British civil servant

Wilfrid Maurice Short CB (22 June 1870-8 June 1947) was a British civil servant who served as private secretary to the statesman A. J. Balfour for 26 years.

Short was born in Kilnwick, Yorkshire, and educated at the City of London School. In 1890 he joined the Civil Service as a clerk in the Office of the Official Receiver in Bankruptcy. In 1891 he transferred to the Royal Commission on Labour and in 1894 he was appointed Private Secretary to Balfour, a post he held until his retirement in 1920. During his tenure Balfour was Prime Minister (1902-1905), First Lord of the Admiralty (1915-1916) and Foreign Secretary (1916-1919), among other posts.

Short was appointed Companion of the Order of the Bath (CB) in the 1920 New Year War Honours.

From 1920 to 1922, Short was Political and Literary Secretary to the Earl of Dunraven.

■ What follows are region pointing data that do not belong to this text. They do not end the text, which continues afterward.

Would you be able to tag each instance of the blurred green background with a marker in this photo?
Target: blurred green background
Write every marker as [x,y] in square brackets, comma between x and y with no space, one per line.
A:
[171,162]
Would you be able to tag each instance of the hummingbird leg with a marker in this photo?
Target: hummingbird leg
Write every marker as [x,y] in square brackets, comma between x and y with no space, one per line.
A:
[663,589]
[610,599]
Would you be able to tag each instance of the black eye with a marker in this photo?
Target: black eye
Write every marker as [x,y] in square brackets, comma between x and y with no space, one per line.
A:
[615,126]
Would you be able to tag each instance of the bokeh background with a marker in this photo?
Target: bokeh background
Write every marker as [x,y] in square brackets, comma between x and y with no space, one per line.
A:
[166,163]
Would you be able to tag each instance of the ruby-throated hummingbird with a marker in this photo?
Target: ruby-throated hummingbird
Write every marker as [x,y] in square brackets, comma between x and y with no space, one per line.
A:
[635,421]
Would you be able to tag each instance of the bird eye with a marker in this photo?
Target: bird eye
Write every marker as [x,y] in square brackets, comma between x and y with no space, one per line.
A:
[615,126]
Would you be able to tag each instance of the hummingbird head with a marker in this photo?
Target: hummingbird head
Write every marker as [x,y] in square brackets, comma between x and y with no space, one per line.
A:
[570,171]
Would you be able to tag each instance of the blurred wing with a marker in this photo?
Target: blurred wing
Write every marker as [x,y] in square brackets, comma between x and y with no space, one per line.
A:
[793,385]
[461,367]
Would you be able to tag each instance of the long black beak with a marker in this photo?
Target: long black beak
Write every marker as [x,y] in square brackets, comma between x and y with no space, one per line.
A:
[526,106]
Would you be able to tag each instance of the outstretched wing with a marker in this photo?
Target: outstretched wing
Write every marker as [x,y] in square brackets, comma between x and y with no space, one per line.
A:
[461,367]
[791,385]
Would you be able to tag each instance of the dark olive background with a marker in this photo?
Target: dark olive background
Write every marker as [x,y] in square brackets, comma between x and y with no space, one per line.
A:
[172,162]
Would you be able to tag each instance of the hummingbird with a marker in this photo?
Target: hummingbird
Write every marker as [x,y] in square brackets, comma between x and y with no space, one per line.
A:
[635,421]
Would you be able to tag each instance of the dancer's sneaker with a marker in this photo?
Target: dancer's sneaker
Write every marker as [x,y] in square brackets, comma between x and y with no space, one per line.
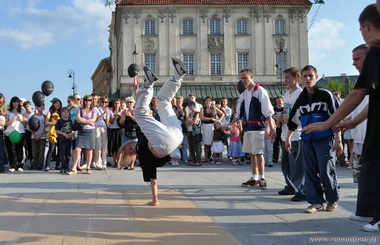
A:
[150,78]
[179,68]
[314,208]
[374,225]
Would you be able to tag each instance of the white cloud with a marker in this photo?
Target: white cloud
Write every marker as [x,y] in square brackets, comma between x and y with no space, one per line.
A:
[325,35]
[31,25]
[26,39]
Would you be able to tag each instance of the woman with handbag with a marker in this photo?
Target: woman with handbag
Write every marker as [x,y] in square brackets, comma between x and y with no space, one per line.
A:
[15,121]
[52,117]
[101,138]
[86,135]
[194,138]
[115,130]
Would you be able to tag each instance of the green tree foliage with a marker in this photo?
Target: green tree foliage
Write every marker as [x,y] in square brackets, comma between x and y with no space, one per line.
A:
[335,84]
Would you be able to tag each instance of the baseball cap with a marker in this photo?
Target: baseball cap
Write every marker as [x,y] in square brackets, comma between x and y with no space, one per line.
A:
[55,100]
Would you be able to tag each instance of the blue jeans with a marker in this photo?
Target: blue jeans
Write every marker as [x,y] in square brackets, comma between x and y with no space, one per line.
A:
[293,169]
[185,146]
[368,203]
[15,152]
[319,162]
[50,153]
[65,154]
[268,152]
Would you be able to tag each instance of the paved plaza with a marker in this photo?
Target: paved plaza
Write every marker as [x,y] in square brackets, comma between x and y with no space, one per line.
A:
[199,205]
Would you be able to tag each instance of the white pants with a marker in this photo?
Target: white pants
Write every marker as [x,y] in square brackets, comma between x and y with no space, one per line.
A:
[101,151]
[165,136]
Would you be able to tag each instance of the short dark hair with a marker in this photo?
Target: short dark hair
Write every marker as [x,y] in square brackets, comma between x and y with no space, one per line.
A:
[308,68]
[370,15]
[363,46]
[65,109]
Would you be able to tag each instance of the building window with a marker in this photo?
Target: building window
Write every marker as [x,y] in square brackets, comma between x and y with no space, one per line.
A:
[216,64]
[215,26]
[188,60]
[242,61]
[279,27]
[242,26]
[280,63]
[150,62]
[150,27]
[187,27]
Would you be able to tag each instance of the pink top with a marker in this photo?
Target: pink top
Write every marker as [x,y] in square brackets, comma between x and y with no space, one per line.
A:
[235,133]
[89,116]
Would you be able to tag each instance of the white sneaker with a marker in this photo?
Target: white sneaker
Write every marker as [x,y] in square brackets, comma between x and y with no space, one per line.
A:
[179,67]
[374,225]
[360,218]
[150,78]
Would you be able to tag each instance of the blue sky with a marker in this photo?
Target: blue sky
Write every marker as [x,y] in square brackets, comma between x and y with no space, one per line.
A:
[42,39]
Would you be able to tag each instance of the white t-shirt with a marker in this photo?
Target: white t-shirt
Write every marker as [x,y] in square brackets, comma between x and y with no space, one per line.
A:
[42,126]
[101,122]
[198,108]
[16,125]
[289,101]
[114,124]
[358,133]
[262,95]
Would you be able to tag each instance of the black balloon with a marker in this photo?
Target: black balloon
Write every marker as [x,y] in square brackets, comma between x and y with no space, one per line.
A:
[47,87]
[240,86]
[34,123]
[133,70]
[38,98]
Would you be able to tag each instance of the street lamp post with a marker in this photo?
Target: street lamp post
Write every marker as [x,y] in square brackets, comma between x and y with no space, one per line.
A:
[134,54]
[72,75]
[280,69]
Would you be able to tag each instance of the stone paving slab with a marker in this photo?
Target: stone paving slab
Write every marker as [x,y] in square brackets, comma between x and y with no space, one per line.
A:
[108,207]
[105,218]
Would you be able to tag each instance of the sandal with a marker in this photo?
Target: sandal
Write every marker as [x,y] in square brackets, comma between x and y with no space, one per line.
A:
[72,172]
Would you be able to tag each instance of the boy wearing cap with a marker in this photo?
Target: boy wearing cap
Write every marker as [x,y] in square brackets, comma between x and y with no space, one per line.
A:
[3,107]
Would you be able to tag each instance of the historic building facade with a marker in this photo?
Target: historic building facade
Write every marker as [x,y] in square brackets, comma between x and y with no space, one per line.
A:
[215,39]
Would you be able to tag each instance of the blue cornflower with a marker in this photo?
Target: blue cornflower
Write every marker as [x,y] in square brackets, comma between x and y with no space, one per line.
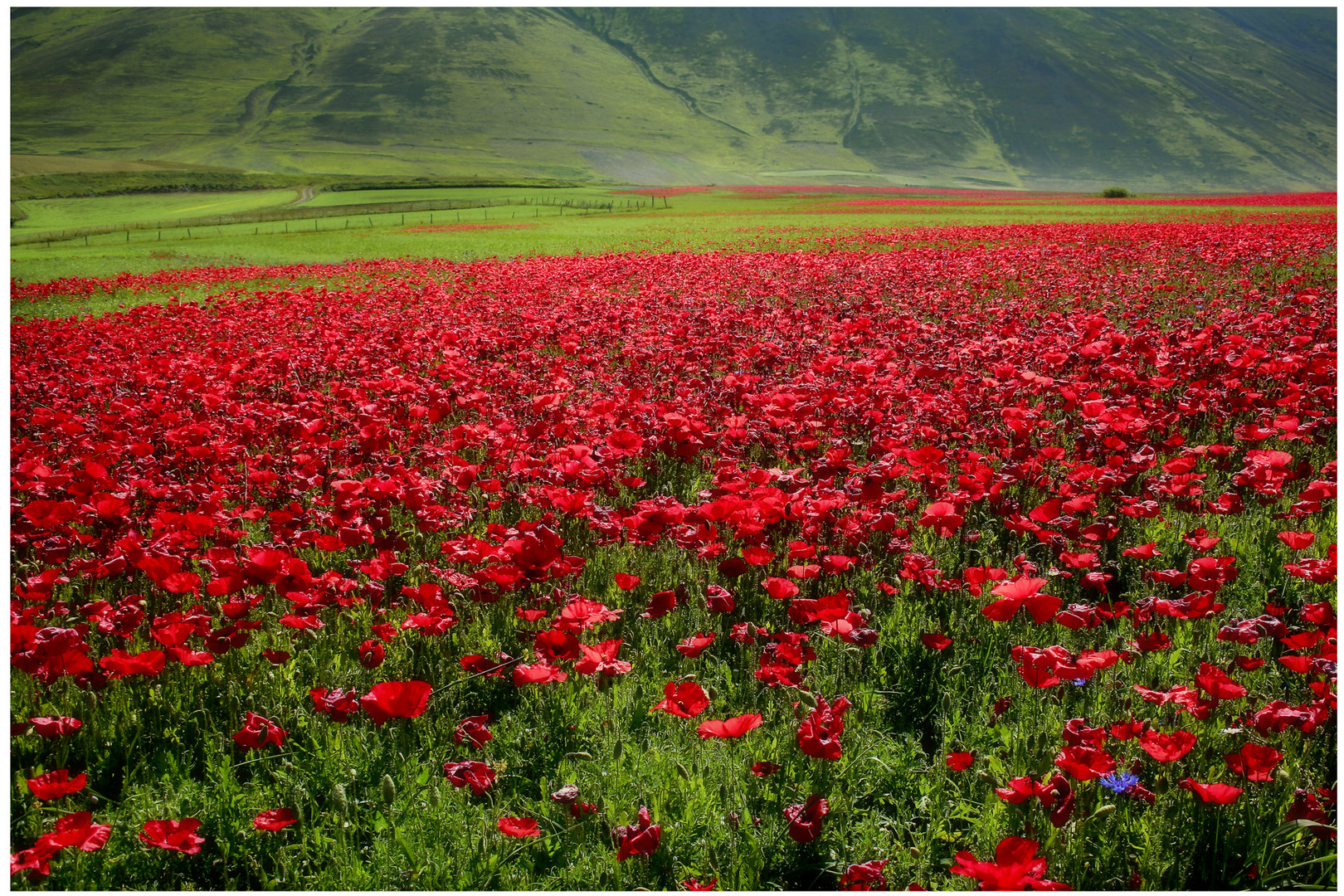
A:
[1118,782]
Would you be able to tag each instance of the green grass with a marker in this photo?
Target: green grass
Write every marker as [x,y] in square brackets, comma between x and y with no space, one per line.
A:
[1177,99]
[163,747]
[71,214]
[695,221]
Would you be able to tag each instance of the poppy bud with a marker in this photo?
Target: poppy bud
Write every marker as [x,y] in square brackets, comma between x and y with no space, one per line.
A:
[339,801]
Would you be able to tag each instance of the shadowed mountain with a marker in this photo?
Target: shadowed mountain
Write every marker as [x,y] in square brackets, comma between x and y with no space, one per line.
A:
[1045,99]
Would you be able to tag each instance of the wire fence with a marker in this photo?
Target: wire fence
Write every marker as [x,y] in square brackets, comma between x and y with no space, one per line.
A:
[314,215]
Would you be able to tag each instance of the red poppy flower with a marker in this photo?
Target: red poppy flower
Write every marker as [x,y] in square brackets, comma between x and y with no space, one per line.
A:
[640,839]
[275,820]
[660,605]
[519,826]
[257,733]
[173,835]
[686,700]
[866,876]
[336,703]
[474,731]
[123,664]
[942,518]
[58,783]
[734,727]
[396,700]
[718,599]
[601,660]
[1015,867]
[554,645]
[1085,763]
[936,641]
[1166,747]
[371,655]
[1218,794]
[806,818]
[960,761]
[77,832]
[1254,761]
[1127,730]
[472,774]
[1218,684]
[56,727]
[1019,790]
[1020,592]
[819,735]
[581,614]
[537,674]
[693,646]
[1298,540]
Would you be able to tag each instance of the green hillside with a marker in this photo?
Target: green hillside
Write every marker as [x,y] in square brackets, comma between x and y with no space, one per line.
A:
[1038,99]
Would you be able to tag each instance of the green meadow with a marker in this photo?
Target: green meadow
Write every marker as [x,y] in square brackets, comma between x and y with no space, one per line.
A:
[535,223]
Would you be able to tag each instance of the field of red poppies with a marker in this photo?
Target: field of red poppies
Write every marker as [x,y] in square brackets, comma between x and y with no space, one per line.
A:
[936,558]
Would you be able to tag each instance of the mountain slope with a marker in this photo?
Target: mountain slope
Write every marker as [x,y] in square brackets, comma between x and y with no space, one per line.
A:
[1051,99]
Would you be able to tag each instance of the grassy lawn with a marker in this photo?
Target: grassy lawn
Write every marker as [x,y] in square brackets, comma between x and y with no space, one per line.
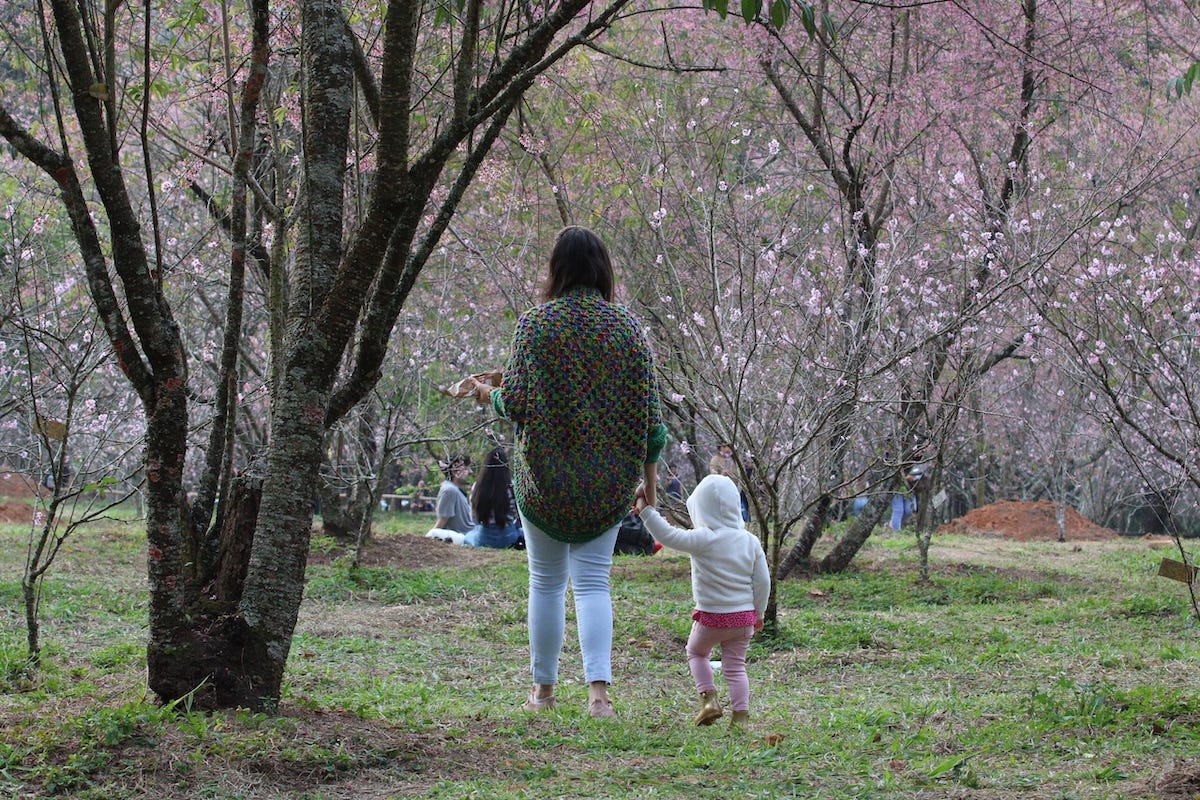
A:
[1023,669]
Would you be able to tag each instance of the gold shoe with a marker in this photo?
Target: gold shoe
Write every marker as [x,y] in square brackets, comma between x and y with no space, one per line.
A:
[539,703]
[709,709]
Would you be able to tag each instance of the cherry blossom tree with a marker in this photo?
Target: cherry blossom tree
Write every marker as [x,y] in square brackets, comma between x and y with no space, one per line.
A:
[429,86]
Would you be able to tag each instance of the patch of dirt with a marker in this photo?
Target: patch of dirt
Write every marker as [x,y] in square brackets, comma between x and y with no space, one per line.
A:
[15,485]
[1027,522]
[1180,783]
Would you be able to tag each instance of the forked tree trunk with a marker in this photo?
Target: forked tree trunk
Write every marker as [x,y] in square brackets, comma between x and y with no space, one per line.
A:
[859,530]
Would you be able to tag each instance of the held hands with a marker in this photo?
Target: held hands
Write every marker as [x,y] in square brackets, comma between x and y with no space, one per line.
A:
[646,495]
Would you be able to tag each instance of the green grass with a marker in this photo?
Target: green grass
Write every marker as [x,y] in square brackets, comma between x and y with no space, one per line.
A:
[1019,671]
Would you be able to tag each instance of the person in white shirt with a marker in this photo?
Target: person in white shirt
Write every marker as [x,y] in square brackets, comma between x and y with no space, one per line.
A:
[730,584]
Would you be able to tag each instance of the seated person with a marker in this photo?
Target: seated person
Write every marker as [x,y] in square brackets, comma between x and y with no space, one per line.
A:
[495,506]
[453,507]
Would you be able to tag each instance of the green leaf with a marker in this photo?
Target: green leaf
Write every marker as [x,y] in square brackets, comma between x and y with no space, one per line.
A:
[829,25]
[780,10]
[948,765]
[808,18]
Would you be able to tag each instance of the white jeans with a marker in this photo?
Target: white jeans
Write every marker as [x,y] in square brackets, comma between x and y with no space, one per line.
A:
[587,566]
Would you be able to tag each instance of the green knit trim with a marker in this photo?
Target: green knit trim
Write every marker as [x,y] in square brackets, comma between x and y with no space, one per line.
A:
[567,537]
[655,441]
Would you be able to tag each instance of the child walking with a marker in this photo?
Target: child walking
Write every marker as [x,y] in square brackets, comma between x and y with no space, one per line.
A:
[730,584]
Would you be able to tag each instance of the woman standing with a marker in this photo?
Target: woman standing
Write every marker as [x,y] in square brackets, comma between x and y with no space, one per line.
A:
[580,386]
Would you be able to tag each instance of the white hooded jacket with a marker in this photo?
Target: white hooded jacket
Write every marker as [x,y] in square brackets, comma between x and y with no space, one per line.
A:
[729,569]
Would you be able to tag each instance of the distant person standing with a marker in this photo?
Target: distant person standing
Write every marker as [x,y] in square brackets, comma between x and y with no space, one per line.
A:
[721,463]
[580,386]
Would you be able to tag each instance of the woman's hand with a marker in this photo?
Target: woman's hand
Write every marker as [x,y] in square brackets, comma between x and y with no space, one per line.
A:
[481,391]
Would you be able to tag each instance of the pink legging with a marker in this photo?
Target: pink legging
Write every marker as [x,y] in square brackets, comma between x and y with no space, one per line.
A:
[733,642]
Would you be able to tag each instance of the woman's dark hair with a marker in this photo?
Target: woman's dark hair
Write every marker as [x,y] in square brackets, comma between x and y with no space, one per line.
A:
[579,259]
[490,498]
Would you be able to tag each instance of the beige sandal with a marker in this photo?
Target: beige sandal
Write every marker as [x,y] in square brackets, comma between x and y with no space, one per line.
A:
[539,703]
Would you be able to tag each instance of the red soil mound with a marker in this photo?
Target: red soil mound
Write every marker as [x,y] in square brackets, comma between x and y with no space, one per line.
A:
[16,512]
[1026,522]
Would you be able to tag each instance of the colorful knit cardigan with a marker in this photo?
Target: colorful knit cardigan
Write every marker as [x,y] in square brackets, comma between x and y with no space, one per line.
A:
[580,386]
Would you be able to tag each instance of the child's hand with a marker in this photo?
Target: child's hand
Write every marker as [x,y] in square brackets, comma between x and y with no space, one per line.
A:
[642,499]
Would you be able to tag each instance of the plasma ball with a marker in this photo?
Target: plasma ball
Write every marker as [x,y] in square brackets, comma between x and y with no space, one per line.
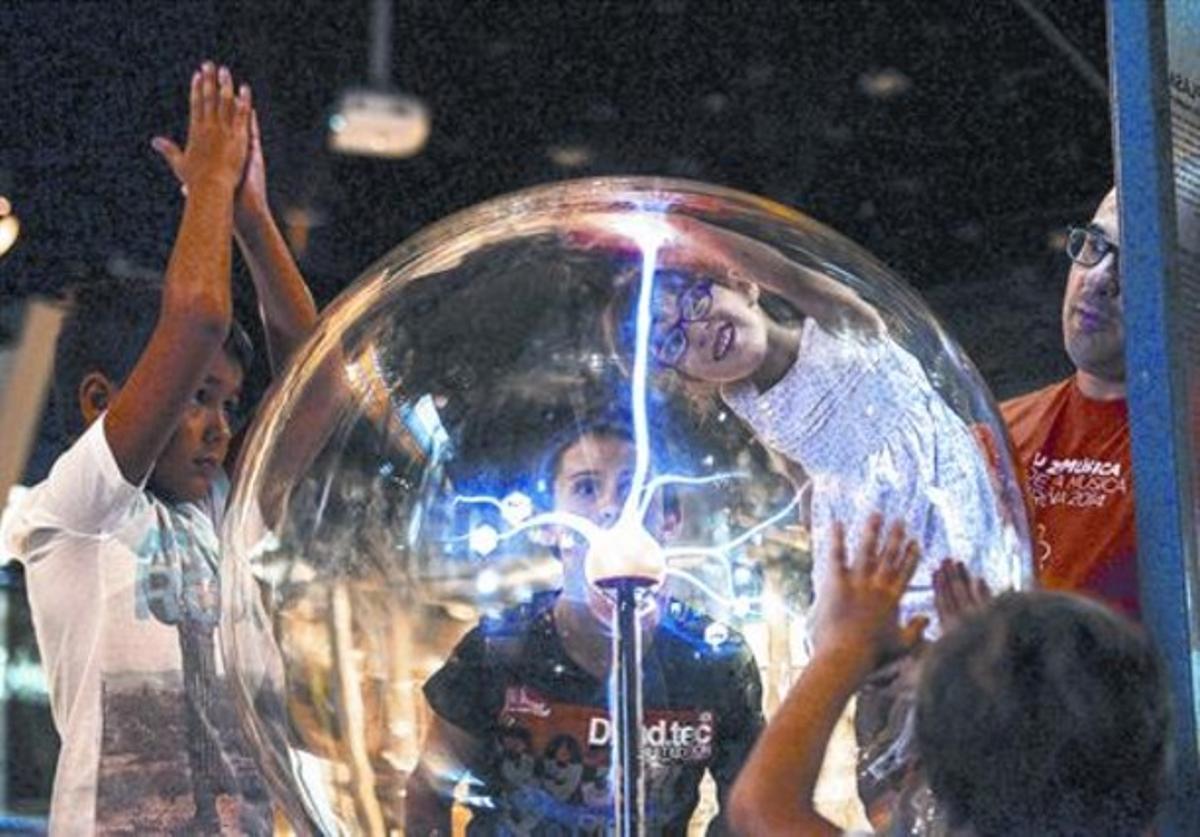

Short also invented a game called disco. This was a racquet sport similar to tennis, played on a 40 ft x 16 ft court with a 4 ft high net. Near each corner, set 6 ft in from the baseline and 3 ft from the sideline, was a 7-8 ft high post with a yellow wooden disc hanging from it. Play was similar to tennis, with one point being scored if the opposing player failed to return the ball, hit it into the net or hit it out of court. Five points were scored if a player hit one of the discs on his opponent's side with the ball. Games were played to fifteen points and five games made a set. The game was designed to be played indoors or in a small garden and sets were made by F. H. Ayres Ltd.